A noter également que la mise en marche devient très difficile et l'emploi de la coupole à obturation, ou d'un volet de départ, est absolument nécessaire. Par temps froid, il sera souvent même indispensable de mettre de l'essence dans les robinets purgeurs ou par les bougies, à défaut de robinet ...

Quant à l'encrassement, il ne nous a pas été donné, jusqu'ici, de vérifier un moteur ayant fonctionné longtemps au carburant national. »

(Carburateur Zénith. Lettre du 22 juillet 1924).
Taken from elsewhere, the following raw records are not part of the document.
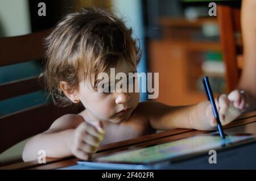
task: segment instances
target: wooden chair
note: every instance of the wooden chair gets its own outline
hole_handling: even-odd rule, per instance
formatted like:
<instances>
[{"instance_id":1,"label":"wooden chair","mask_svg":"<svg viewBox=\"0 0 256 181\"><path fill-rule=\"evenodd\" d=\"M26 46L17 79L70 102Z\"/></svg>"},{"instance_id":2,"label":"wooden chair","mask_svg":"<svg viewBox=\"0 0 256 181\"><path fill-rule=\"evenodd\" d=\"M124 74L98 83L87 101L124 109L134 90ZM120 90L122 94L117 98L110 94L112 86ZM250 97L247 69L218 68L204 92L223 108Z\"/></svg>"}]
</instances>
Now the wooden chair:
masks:
<instances>
[{"instance_id":1,"label":"wooden chair","mask_svg":"<svg viewBox=\"0 0 256 181\"><path fill-rule=\"evenodd\" d=\"M0 38L0 66L40 60L43 37L49 30ZM38 77L0 85L0 100L43 89ZM0 153L19 142L47 130L57 117L81 109L57 108L52 103L35 106L0 117Z\"/></svg>"},{"instance_id":2,"label":"wooden chair","mask_svg":"<svg viewBox=\"0 0 256 181\"><path fill-rule=\"evenodd\" d=\"M240 7L227 5L217 5L223 58L226 67L227 91L230 92L238 83L242 68L242 41L241 35Z\"/></svg>"}]
</instances>

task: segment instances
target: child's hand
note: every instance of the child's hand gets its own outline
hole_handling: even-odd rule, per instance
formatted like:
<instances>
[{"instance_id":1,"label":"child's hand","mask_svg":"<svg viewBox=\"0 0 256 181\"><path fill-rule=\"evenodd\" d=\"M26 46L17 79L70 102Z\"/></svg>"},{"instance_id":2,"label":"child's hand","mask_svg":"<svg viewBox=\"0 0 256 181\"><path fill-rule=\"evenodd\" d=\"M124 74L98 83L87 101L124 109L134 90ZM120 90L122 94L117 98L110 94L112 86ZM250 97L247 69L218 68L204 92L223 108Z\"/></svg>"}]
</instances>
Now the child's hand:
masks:
<instances>
[{"instance_id":1,"label":"child's hand","mask_svg":"<svg viewBox=\"0 0 256 181\"><path fill-rule=\"evenodd\" d=\"M75 140L72 146L72 153L80 159L87 160L97 151L103 139L105 130L101 122L92 125L86 121L81 123L75 132Z\"/></svg>"},{"instance_id":2,"label":"child's hand","mask_svg":"<svg viewBox=\"0 0 256 181\"><path fill-rule=\"evenodd\" d=\"M228 95L222 94L215 99L220 120L226 125L238 117L249 107L246 93L244 91L234 90ZM210 104L207 107L207 116L212 127L217 124Z\"/></svg>"}]
</instances>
« Les renseignements que vous nous avons détaillés d'une manière aussi précise que possible vous seront sans aucun doute, suffisants pour vous permettre d'obtenir un excellent rendement de notre carburateur...

Etant donné que le pouvoir calorifique de l'alcool est inférieur à celui de l'essence, il est nécessaire en principe d'augmenter d'un numéro ou deux le diamètre du gicleur principal normalement utilisé pour la marche à l'essence (poids lourd ou touriste) en conservant la même prise d'air. Quant au gicleur auxiliaire, il pourra être suivant la tolérance du moteur, augmenté d'un numéro.

La densité de l'alcool étant légèrement supérieure à celle de l'essence, on peut être amené dans certains cas, suivant la teneur en alcool, et pour maintenir un niveau normal dans le porte-gicleur de l'appareil, à remplacer le flotteur utilisé pour la marche à l'essence par un autre flotteur de quelques grammes plus lourd ; généralement le changement n'est pas nécessaire.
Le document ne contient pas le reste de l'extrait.